The publisher of the oft-attacked Memoirs of a Woman of Pleasure (Fanny Hill) will defend the book today in yet another attempt to keep it in circulation in Massachusetts.

Early in February, the Massachusetts Obscene Literature Control Commission asked state Attorney General Edward W. Brooke to institute legal action against Fanny Hill. On February 10, Judge Eugene A. Hudson of Suffolk County Superior Court declared the book "obscene, impure, and indecent."

If the 214 year-old novel written by John Cleland is found to violate Commonwealth statutes, "distribution" of the book by G.P. Putnam's Sons, the publisher, will be forbidden. Such a decision would theoretically include libraries, as well as all news stands and book-stores.

Walter J. Minton '45, president of Putnam's has spent the past three months attempting to gather expert witnesses in the Boston area. He indicated in March that a number of academic figures would assist in the case, possibly including some from Harvard.

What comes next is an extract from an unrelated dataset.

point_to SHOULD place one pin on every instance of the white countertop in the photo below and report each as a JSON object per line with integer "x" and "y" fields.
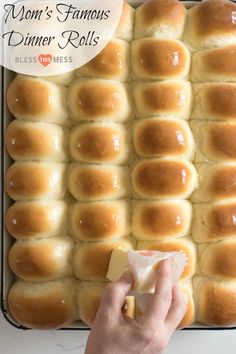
{"x": 14, "y": 341}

Prosecution witnesses will no doubt include chairman Joseph Zabriskie and other members of the Control Commission. Zabriskie said in February that he had decided to move against the book when a woman complained to the Commission about the book after her 15 year old son had purchased a copy. The trial begins at 10 a.m. in Suffolk Superior Court in Pemberton Square, Boston. It is expected to last into tomorrow.